Pound the chicken pieces to an even thickness and season with salt and pepper.
Pour buttermilk into a shallow dish and dip each chicken piece to coat thoroughly, then let them sit while you prepare the coating.
In another shallow dish, mix the flour with a pinch of salt, and in a third dish, combine panko breadcrumbs.
Remove each piece of chicken from the buttermilk, letting excess drip off, then dredge first in the flour mixture, then in the buttermilk again, and finally coat evenly with panko breadcrumbs.
Heat vegetable oil in a large skillet over medium-high heat until it reaches about 350°F (175°C), or until a small piece of bread sizzles and bubbles.

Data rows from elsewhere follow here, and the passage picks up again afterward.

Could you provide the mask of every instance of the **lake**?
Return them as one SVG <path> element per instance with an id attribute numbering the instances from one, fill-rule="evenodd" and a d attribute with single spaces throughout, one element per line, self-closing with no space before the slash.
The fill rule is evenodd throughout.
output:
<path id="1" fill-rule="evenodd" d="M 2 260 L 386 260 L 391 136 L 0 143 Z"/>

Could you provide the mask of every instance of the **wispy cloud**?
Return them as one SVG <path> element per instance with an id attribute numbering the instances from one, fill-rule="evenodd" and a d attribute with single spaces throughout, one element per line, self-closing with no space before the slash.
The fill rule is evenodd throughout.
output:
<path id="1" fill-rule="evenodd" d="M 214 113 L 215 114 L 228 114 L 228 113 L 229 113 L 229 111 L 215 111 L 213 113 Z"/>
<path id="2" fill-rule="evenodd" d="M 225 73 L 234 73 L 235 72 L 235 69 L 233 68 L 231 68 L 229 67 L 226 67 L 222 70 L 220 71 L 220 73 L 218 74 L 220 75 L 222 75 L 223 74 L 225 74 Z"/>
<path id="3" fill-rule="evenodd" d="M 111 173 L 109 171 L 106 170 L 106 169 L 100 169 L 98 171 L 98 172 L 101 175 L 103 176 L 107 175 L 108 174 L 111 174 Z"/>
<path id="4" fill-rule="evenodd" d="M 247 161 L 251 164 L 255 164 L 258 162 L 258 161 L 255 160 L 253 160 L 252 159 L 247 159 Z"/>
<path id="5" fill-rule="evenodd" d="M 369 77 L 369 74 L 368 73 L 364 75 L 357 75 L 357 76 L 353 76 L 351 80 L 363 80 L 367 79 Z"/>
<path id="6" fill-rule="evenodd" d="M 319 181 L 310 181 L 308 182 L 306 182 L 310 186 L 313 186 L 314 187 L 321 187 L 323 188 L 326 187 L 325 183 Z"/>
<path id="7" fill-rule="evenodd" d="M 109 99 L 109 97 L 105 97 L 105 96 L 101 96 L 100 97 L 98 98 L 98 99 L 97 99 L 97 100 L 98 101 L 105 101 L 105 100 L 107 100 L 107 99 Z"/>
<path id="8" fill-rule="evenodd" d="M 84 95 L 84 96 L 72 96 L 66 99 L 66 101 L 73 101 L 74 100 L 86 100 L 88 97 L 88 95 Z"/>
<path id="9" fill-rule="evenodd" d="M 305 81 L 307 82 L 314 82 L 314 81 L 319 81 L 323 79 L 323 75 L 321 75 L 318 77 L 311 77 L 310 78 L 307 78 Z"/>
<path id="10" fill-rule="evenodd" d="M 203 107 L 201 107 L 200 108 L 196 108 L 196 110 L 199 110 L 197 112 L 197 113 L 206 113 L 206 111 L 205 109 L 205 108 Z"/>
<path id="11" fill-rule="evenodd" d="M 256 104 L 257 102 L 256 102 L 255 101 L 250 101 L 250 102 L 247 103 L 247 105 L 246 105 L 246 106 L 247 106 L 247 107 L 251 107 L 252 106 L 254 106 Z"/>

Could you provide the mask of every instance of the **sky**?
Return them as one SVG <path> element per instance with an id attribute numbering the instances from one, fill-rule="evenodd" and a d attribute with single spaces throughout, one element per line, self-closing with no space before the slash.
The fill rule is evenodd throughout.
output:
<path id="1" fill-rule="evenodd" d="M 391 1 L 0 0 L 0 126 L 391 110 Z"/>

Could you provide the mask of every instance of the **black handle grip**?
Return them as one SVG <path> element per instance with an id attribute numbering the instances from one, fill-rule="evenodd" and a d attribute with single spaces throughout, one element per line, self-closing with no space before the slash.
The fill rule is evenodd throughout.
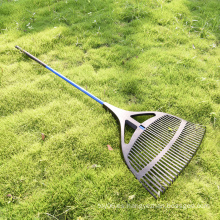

Carefully place the coated chicken pieces into the hot oil and fry for about 4-5 minutes per side, until golden brown and crispy. Transfer to a paper-towel-lined plate to drain excess oil.
While the chicken fries, mix mayonnaise with sriracha to create a spicy mayo. Slice the pickles thinly and toast the sandwich buns lightly until golden.
Spread the spicy mayo generously on the bottom bun, then layer with sliced pickles and the hot, crispy fried chicken.
Top the sandwich with the other bun, gently pressing down to help everything stay together.
Slice the sandwich in half if desired, and serve immediately with extra pickles on the side for an extra tangy crunch.